In the early days of Stack Overflow, Jeff Atwood and Joel Spolsky hosted a podcast covering the rationale behind their design decisions. In those early days, Jeff and Joel talked about the community of developers they wanted on Stack Overflow. One of my favourite recurring themes during this time was around griefing (and trolling). Joel offered this neat little analogy:
This is exploiting the system basically to play a different game than the game other people in the system want to play. You’ve got a bunch of people playing chess, but you want to play “Throw the chess pieces all over the park!”
You got the sense that Jeff and Joel wanted to create a welcoming place for all walks of developers. They had first hand experience with communities that had devolved over time. They thought Stack Overflow would need to rise above those issues to succeed.
Fast forward a year or so and I decided to make a website to help settle arguments with my wife.
Yeah I know. What a stereotypical software engineer response. Disagreements with my wife? I need a website!
Picking a movie we both enjoyed was pretty difficult, we needed information to make the decision easier. So I made a movie rating website to determine if a movie was something that men liked, or one that women would prefer.
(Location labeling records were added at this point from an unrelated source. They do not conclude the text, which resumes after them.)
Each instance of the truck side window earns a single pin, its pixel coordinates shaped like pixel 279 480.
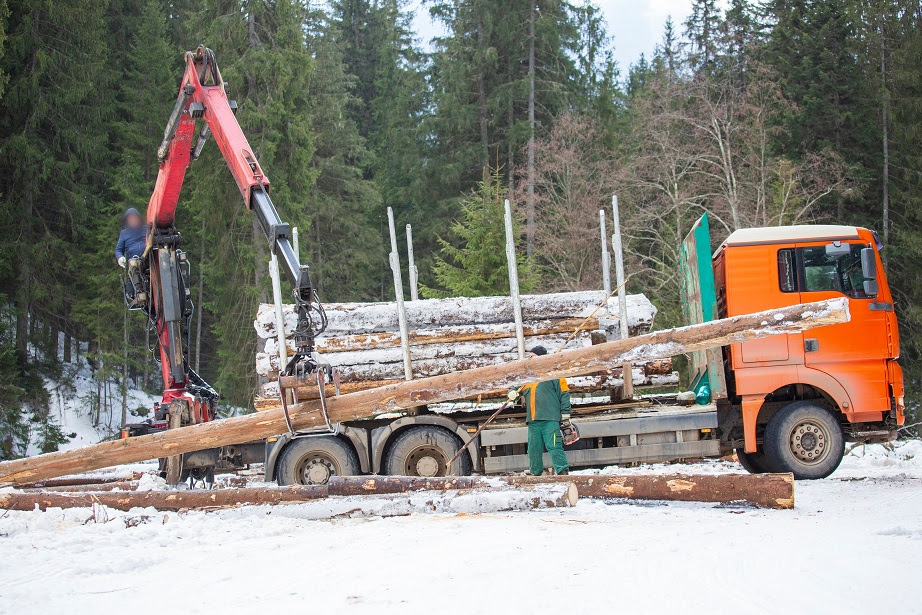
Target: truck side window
pixel 827 273
pixel 787 271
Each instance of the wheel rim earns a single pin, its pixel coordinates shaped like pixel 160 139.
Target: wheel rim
pixel 426 461
pixel 316 469
pixel 810 442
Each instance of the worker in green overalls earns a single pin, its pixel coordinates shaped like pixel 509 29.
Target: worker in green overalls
pixel 547 405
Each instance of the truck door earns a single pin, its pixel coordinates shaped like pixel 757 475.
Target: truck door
pixel 854 353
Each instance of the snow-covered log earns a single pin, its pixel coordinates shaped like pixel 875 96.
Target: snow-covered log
pixel 426 314
pixel 477 498
pixel 759 490
pixel 329 344
pixel 367 404
pixel 650 374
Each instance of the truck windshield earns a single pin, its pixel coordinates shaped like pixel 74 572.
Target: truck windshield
pixel 830 273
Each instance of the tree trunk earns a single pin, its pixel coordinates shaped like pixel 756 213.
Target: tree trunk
pixel 530 197
pixel 82 480
pixel 760 490
pixel 884 104
pixel 23 289
pixel 482 100
pixel 366 404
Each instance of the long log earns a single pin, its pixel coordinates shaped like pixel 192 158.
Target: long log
pixel 366 404
pixel 123 485
pixel 448 335
pixel 362 318
pixel 653 373
pixel 162 500
pixel 549 495
pixel 759 490
pixel 489 351
pixel 774 491
pixel 85 479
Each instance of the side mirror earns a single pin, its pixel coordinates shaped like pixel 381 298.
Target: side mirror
pixel 837 249
pixel 868 264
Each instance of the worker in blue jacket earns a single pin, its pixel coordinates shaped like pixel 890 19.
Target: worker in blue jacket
pixel 547 406
pixel 132 241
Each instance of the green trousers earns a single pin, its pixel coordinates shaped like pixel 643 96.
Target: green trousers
pixel 546 435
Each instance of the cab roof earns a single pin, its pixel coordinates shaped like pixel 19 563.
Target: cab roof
pixel 786 234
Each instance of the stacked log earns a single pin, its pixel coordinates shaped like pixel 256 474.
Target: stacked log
pixel 481 497
pixel 456 334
Seeing as the rating was all vote based, I wanted as many votes as possible. I didn’t want to watch Pride and Prejudice again, there had to be good stuff that we would both enjoy. So I designed the website with a low barrier to entry. It didn’t have any sign up requirements or captcha’s or anything like that. Just buttons for your voting preference.
With almost no checks in place, I wondered how long it would take before people started throwing chess pieces around the place. So a friend of mine submitted it to Reddit. Twenty minutes later ‘Debbie Does Dallas’ was the number one film women enjoyed. It had something like 100 times the votes of all the other films combined. For a grief, it was pretty hilarious.
So I installed a movie pre-populated blacklist and the request “No pornographic movies please.” It was enough to resolve the current forms of griefing. I was telling my friends about the improvements, and we talked about a more difficult test. We needed people from a place with little or no rules, a place where moderation or censorship is largely avoided. A few moments later it was on 4chan.
Well, things got interesting. Someone wrote a vote spamming script that would systematically reverse the lists. The script preserved vote the tallies exactly, but everything was back to front. Not as funny as the first grief, but impressive. Someone had put some real effort into griefing an obscure corner of the Internet I had created. More coding later, and I had some vote limits in place to reduce this sort of spamming.
I maintained the website till a few months ago, retiring it to focus on little projects I could build in a month. But the 4chan test for griefing is one I won’t forget. Need to find unexpected sources of griefing? Just paint a target on your project and take it to the corners of the Internet with little or no rules.
* Awesome sketch by Nicholas Allen.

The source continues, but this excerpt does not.